A well-written CV is an essential step toward crossing the doorstep of a new company and finding suitable employment. HR managers pay attention to your resume only for a few seconds and then switch to the next one. 50% of resumes are immediately discarded because of their low quality. Thus it is imperative that you choose the right form and design. A CV must catch attention, so if you find yours to be lacking, you can also choose a non-traditional look.

Try to imagine yourself in the role of employer and think about what he will focus on while reading your CV. Read the job requirements and keep them in mind when writing your resume.

The information included in your CV is critical for getting an invitation to a job interview. HR professionals and employers perceive your CV rather as a product, which you will defend if invited for an interview.
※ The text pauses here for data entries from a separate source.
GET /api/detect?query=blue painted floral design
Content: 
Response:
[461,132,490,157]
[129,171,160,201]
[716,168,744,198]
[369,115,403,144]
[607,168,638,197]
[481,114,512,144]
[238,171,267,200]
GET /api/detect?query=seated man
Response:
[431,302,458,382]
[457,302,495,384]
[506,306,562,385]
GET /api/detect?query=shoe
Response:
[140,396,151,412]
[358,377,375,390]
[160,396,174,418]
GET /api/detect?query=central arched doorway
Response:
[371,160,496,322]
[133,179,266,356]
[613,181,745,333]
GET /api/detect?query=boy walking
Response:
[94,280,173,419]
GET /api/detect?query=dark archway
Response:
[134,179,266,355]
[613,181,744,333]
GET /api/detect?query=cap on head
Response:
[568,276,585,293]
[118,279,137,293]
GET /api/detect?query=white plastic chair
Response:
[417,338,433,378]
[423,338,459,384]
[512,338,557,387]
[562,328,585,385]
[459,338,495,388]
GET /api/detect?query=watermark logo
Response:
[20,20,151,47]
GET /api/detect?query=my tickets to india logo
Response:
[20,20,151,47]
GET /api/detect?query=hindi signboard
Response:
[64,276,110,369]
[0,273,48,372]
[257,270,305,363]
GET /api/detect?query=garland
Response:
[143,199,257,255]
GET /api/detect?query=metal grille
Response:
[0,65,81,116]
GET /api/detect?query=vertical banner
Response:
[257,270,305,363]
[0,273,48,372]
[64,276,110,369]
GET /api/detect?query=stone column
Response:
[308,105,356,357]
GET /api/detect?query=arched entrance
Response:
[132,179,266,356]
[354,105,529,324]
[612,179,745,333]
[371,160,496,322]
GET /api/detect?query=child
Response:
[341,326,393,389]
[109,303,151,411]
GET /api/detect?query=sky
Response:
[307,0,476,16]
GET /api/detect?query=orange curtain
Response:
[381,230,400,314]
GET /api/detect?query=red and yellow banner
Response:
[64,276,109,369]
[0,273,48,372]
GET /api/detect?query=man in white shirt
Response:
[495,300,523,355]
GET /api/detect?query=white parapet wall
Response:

Employers prefer an easy to read, clear and structured resume of no more than two pages.

What should a CV include?

Contact information, work experience, education, continuing education (training, courses, certificates), language skills, other skills (driving license, PC skills, etc.), references, date, and signature.

It is also recommended:

How to write CV

  • Use one type of font.
  • If the content of your CV is longer than two pages (e.g. because of completed pieces of training), move data to the attachment.
  • If you attach a photo, it should be in the right upper corner.
  • Your last place of employment should take the most space.

What should you avoid?

  • Do not lie on your CV. The HR manager usually finds it out at the interview.
  • Do not give information that has no direct connection to the position (e.g. personal information).
  • Do not attach inappropriate photos (snapshots from holidays, etc.)
  • Do not overvalue your skills and knowledge.
  • Avoid spelling mistakes and colloquial expressions.
  • Do not write phrases like "I was responsible for...". Write specifically what you did.

Final tip – Ask your friends to read your CV. They can reveal what you cannot see and point out anything that needs more clarification.